Serbian professor & entrepreneur

Luka Strezoski is a Serbian professor of electrical engineering and an entrepreneur, known for his contributions to energy systems research. He is also a professional mixed martial artist (MMA), who recently retired from the sport.

== Early life and education ==
Strezoski was born in Serbia. He pursued higher education at the Faculty of Technical Sciences (FTN) in University of Novi Sad, where he completed his Bachelor's, Master's, and Ph.D. degrees with summa cum laude honors. During his graduate studies, he conducted research at the City University of London, UK (6 months) and Case Western Reserve University in Ohio, USA (two years). During his life in the USA, he trained in mixed martial arts alongside UFC heavyweight champion Stipe Miočić.

== Research activity ==
After completing his Ph.D., Strezoski joined the faculty at FTN. His research focuses on integrating renewable energy sources into modern power grids, exploring how large-scale renewable energy production can be harnessed to create efficient and sustainable energy systems.

Strezoski has also worked on technologies for digitizing electric distribution utility control centers, including Advanced Distribution Management Systems (ADMS) and Distributed Energy Resource Management Systems (DERMS). He has published peer-reviewed papers and served as an expert advisor for electric utility companies.

== Entrepreneurship ==
Strezoski founded DerMag Consulting LLC and SMG Electric, companies that advise electric utility companies on deploying Advanced Distribution Management Systems (ADMS) and Distributed Energy Resource Management Systems (DERMS) solutions, as well as developing their own electric grid management solutions. He also founded Reload Energy Drinks.

== MMA career ==
Strezoski has competed in professional MMA bouts and was recognized as a welterweight fighter from Serbia, ranking among the top five in the Balkans and number one in Ohio. He achieved notable victories against Dequan Townsend, Jovan Marjanovic, and Portland Pringle, and experienced a majority decision loss to Michel Pereira.

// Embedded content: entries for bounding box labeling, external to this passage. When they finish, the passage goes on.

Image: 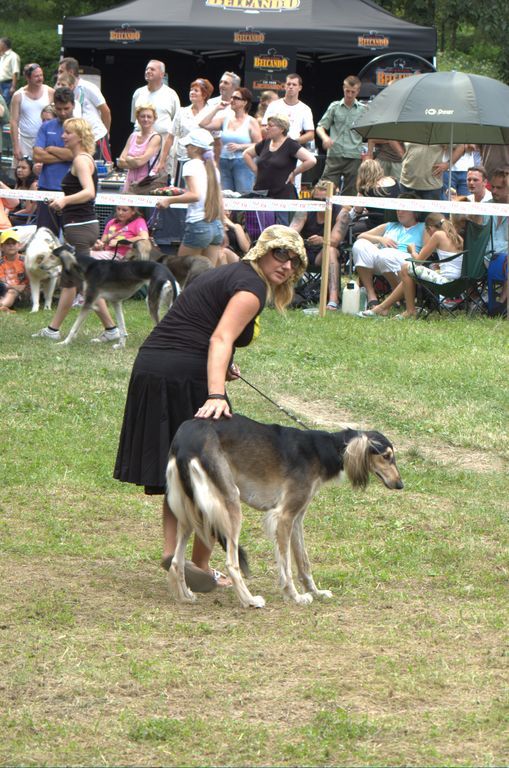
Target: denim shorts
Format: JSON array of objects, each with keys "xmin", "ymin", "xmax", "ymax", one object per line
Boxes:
[{"xmin": 182, "ymin": 219, "xmax": 224, "ymax": 248}]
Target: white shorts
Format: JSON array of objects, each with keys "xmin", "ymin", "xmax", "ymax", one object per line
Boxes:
[{"xmin": 352, "ymin": 238, "xmax": 408, "ymax": 275}]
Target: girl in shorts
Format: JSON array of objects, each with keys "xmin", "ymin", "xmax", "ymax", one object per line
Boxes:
[{"xmin": 157, "ymin": 128, "xmax": 224, "ymax": 266}]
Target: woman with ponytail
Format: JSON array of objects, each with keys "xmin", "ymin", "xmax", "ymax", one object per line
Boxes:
[
  {"xmin": 157, "ymin": 128, "xmax": 224, "ymax": 267},
  {"xmin": 359, "ymin": 213, "xmax": 466, "ymax": 320}
]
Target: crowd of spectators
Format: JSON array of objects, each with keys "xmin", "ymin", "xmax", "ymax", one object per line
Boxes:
[{"xmin": 0, "ymin": 45, "xmax": 509, "ymax": 318}]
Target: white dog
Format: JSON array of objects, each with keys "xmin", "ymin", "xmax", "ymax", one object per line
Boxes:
[{"xmin": 25, "ymin": 227, "xmax": 62, "ymax": 312}]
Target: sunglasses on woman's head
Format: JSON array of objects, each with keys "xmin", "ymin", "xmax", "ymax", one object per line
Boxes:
[{"xmin": 272, "ymin": 248, "xmax": 300, "ymax": 269}]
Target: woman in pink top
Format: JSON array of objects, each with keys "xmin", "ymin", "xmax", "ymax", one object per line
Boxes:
[
  {"xmin": 90, "ymin": 205, "xmax": 149, "ymax": 260},
  {"xmin": 118, "ymin": 104, "xmax": 161, "ymax": 192}
]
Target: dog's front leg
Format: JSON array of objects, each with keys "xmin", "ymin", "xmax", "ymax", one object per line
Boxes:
[
  {"xmin": 292, "ymin": 510, "xmax": 332, "ymax": 597},
  {"xmin": 112, "ymin": 301, "xmax": 127, "ymax": 349},
  {"xmin": 30, "ymin": 277, "xmax": 41, "ymax": 312},
  {"xmin": 226, "ymin": 536, "xmax": 265, "ymax": 608},
  {"xmin": 57, "ymin": 306, "xmax": 92, "ymax": 346},
  {"xmin": 276, "ymin": 512, "xmax": 313, "ymax": 605},
  {"xmin": 44, "ymin": 275, "xmax": 58, "ymax": 309},
  {"xmin": 168, "ymin": 520, "xmax": 196, "ymax": 603}
]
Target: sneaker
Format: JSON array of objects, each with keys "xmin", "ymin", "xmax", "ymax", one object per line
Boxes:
[
  {"xmin": 32, "ymin": 326, "xmax": 60, "ymax": 341},
  {"xmin": 442, "ymin": 298, "xmax": 463, "ymax": 309},
  {"xmin": 90, "ymin": 328, "xmax": 120, "ymax": 344}
]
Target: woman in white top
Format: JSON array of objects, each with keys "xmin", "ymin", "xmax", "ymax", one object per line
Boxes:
[
  {"xmin": 159, "ymin": 77, "xmax": 214, "ymax": 184},
  {"xmin": 359, "ymin": 213, "xmax": 466, "ymax": 320},
  {"xmin": 157, "ymin": 128, "xmax": 224, "ymax": 266}
]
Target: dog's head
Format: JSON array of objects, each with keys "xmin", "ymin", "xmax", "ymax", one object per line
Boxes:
[
  {"xmin": 344, "ymin": 431, "xmax": 404, "ymax": 490},
  {"xmin": 25, "ymin": 227, "xmax": 60, "ymax": 273}
]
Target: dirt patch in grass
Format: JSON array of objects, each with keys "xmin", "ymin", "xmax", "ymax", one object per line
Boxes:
[{"xmin": 280, "ymin": 395, "xmax": 508, "ymax": 472}]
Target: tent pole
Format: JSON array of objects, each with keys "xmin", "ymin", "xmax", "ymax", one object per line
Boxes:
[{"xmin": 320, "ymin": 181, "xmax": 334, "ymax": 317}]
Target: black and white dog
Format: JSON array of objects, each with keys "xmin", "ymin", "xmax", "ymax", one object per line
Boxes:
[
  {"xmin": 25, "ymin": 227, "xmax": 62, "ymax": 312},
  {"xmin": 54, "ymin": 244, "xmax": 179, "ymax": 348},
  {"xmin": 166, "ymin": 415, "xmax": 403, "ymax": 608}
]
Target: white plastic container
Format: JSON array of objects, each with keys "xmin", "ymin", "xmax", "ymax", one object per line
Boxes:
[{"xmin": 341, "ymin": 280, "xmax": 361, "ymax": 315}]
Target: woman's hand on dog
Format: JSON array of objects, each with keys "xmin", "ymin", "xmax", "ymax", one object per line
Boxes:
[{"xmin": 194, "ymin": 398, "xmax": 232, "ymax": 419}]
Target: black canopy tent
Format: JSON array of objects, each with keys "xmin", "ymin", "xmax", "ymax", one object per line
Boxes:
[
  {"xmin": 63, "ymin": 0, "xmax": 436, "ymax": 158},
  {"xmin": 63, "ymin": 0, "xmax": 436, "ymax": 57}
]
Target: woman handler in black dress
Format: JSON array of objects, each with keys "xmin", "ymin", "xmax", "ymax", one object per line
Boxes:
[{"xmin": 114, "ymin": 225, "xmax": 307, "ymax": 591}]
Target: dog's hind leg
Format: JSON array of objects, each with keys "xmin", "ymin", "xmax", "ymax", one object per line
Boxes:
[
  {"xmin": 57, "ymin": 305, "xmax": 92, "ymax": 346},
  {"xmin": 275, "ymin": 510, "xmax": 313, "ymax": 605},
  {"xmin": 30, "ymin": 277, "xmax": 41, "ymax": 312},
  {"xmin": 44, "ymin": 275, "xmax": 58, "ymax": 309},
  {"xmin": 226, "ymin": 502, "xmax": 265, "ymax": 608},
  {"xmin": 291, "ymin": 510, "xmax": 332, "ymax": 597}
]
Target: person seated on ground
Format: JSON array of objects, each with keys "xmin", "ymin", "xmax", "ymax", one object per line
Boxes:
[
  {"xmin": 338, "ymin": 160, "xmax": 401, "ymax": 242},
  {"xmin": 219, "ymin": 210, "xmax": 251, "ymax": 264},
  {"xmin": 9, "ymin": 157, "xmax": 37, "ymax": 225},
  {"xmin": 352, "ymin": 194, "xmax": 425, "ymax": 309},
  {"xmin": 90, "ymin": 205, "xmax": 150, "ymax": 261},
  {"xmin": 359, "ymin": 213, "xmax": 466, "ymax": 320},
  {"xmin": 0, "ymin": 181, "xmax": 37, "ymax": 244},
  {"xmin": 290, "ymin": 180, "xmax": 341, "ymax": 311},
  {"xmin": 0, "ymin": 229, "xmax": 29, "ymax": 314}
]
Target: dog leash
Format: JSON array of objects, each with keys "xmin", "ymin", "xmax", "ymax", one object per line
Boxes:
[{"xmin": 238, "ymin": 374, "xmax": 310, "ymax": 429}]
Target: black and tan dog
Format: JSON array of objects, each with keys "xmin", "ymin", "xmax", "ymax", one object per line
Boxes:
[
  {"xmin": 166, "ymin": 416, "xmax": 403, "ymax": 608},
  {"xmin": 53, "ymin": 245, "xmax": 179, "ymax": 348}
]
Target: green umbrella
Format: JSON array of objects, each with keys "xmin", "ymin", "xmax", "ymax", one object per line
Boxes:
[{"xmin": 354, "ymin": 72, "xmax": 509, "ymax": 145}]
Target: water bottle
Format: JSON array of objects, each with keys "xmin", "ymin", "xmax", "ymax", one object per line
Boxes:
[{"xmin": 341, "ymin": 280, "xmax": 361, "ymax": 315}]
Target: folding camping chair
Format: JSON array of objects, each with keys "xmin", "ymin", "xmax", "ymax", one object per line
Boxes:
[{"xmin": 408, "ymin": 221, "xmax": 491, "ymax": 316}]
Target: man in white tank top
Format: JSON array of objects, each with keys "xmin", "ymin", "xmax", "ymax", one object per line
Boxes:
[{"xmin": 11, "ymin": 64, "xmax": 54, "ymax": 167}]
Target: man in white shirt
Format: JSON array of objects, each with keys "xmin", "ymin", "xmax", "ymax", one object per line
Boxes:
[
  {"xmin": 467, "ymin": 165, "xmax": 493, "ymax": 203},
  {"xmin": 58, "ymin": 56, "xmax": 111, "ymax": 163},
  {"xmin": 131, "ymin": 59, "xmax": 180, "ymax": 173},
  {"xmin": 0, "ymin": 37, "xmax": 21, "ymax": 106}
]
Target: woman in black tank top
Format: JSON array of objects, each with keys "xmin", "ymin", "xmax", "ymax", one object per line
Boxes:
[{"xmin": 34, "ymin": 117, "xmax": 120, "ymax": 342}]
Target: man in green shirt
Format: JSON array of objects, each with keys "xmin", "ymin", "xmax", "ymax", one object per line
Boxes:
[{"xmin": 316, "ymin": 75, "xmax": 366, "ymax": 195}]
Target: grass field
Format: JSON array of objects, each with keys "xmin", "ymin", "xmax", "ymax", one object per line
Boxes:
[{"xmin": 0, "ymin": 302, "xmax": 509, "ymax": 766}]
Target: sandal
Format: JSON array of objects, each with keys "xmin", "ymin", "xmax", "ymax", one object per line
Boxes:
[{"xmin": 161, "ymin": 555, "xmax": 216, "ymax": 593}]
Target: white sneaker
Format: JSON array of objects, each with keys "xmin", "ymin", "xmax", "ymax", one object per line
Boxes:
[
  {"xmin": 90, "ymin": 328, "xmax": 120, "ymax": 344},
  {"xmin": 32, "ymin": 326, "xmax": 60, "ymax": 341}
]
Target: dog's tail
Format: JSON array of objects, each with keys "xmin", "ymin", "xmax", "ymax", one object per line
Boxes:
[
  {"xmin": 216, "ymin": 531, "xmax": 251, "ymax": 578},
  {"xmin": 343, "ymin": 433, "xmax": 370, "ymax": 488}
]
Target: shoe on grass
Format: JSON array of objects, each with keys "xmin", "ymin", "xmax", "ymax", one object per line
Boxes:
[
  {"xmin": 32, "ymin": 326, "xmax": 60, "ymax": 341},
  {"xmin": 90, "ymin": 328, "xmax": 120, "ymax": 344}
]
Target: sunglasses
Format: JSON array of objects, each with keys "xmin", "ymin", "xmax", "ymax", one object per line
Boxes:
[{"xmin": 272, "ymin": 248, "xmax": 300, "ymax": 269}]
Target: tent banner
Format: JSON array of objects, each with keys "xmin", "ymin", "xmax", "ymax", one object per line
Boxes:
[{"xmin": 244, "ymin": 46, "xmax": 297, "ymax": 98}]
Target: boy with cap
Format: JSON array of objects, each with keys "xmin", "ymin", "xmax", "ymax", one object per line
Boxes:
[{"xmin": 0, "ymin": 229, "xmax": 28, "ymax": 314}]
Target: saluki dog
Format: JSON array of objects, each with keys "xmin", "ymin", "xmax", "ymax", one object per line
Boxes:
[
  {"xmin": 54, "ymin": 244, "xmax": 179, "ymax": 348},
  {"xmin": 166, "ymin": 415, "xmax": 403, "ymax": 608}
]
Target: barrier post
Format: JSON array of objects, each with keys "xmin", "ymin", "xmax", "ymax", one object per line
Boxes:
[{"xmin": 320, "ymin": 181, "xmax": 334, "ymax": 317}]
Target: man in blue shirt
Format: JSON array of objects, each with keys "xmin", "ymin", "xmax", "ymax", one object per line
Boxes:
[{"xmin": 34, "ymin": 88, "xmax": 74, "ymax": 236}]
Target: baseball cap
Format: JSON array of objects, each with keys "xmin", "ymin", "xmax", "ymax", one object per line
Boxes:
[
  {"xmin": 0, "ymin": 229, "xmax": 21, "ymax": 245},
  {"xmin": 180, "ymin": 128, "xmax": 214, "ymax": 149}
]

== Awards and recognition ==
- Received the Dr. Zoran Djindjic Award in 2020 for the best scientist under 35, Autonomous Province of Vojvodina, Serbia.
- Recipient of the Award for Scientific Excellence, Faculty of Technical Sciences, University of Novi Sad, in 2022
- Won multiple state championships in Brazilian Jiu-Jitsu and Luta Livre and
- Holds Luta Livre black belt
- Placed third at the IBJJF European Championship in 2007 in the junior category.